Orlando Bloom appears to have gone mental.
We’ve just watched some footage from the set of the almost-certainly-going-to-be-shit Three Musketeers reboot, due out this year with Luke Evans, Ray Stevenson and Matthew MacFadyen in the title roles. Orlando Bloom’s set to appear as the Duke of Buckingham (Prime Minister of England, illicit lover of French queen Anne of Austria and general all-round LAD), but it looks like he’s channelling more than a little Jack Sparrow for his performance.
Just watch this…
Let’s not beat around the bush, the man has clearly lost it. Unless he’s going seriously method on this (unlikely), his overflowing Depp-envy from Extras has taken hold of his personality in no uncertain terms – when he’s not smashing boxes in a burning building, he’s shrieking at an unseen presence called ‘Francesca’. Nobody in the real world is called Francesca. We know this. After years of relentlessly mediocre performances, the poor fellow’s cracked.

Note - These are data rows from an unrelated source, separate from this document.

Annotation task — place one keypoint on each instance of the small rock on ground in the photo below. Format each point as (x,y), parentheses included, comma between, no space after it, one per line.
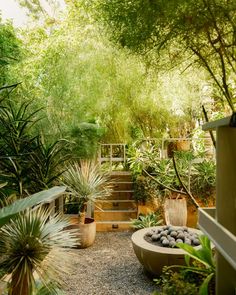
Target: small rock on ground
(109,267)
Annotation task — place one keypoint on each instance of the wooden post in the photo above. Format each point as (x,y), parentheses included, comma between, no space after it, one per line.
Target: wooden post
(226,203)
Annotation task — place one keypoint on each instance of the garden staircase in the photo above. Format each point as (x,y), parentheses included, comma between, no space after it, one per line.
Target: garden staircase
(114,213)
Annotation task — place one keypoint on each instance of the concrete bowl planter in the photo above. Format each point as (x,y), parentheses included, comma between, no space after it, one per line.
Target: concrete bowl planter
(154,257)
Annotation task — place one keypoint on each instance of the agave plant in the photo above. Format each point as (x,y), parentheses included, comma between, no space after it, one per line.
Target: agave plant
(86,182)
(34,245)
(143,221)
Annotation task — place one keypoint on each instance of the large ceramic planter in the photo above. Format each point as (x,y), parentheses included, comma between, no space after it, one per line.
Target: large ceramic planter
(154,257)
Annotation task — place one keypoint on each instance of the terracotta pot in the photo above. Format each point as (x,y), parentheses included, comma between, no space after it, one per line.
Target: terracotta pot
(183,145)
(86,232)
(176,211)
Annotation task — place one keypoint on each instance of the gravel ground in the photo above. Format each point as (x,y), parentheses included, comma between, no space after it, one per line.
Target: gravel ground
(108,267)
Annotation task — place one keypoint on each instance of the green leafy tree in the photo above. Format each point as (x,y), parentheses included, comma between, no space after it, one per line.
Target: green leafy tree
(202,32)
(72,70)
(10,50)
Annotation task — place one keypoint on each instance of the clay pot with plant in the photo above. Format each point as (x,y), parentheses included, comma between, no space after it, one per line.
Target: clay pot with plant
(86,182)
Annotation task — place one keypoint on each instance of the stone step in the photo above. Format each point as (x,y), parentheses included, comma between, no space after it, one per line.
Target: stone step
(121,195)
(115,204)
(113,226)
(119,176)
(114,215)
(122,185)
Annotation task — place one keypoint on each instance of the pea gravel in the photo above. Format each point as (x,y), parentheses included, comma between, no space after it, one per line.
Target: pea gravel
(108,267)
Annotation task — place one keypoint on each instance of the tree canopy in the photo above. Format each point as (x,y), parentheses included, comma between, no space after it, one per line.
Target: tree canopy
(201,32)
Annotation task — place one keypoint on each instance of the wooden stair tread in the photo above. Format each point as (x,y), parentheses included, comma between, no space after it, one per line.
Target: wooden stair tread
(111,210)
(117,221)
(115,201)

Incidentally, who on earth wrote a Duke of Buckingham who’s “like a petulant child”? That’s Porthos’ job! And whose bloody idea was it for his big entrance to be in an AIRSHIP? We try not to be too pedantic at Best For Film, but The Three Musketeers begins in 1625, almost 250 years before powered airships were beginning to become a realistic proposition. This is all very silly and we want it to stop now, please.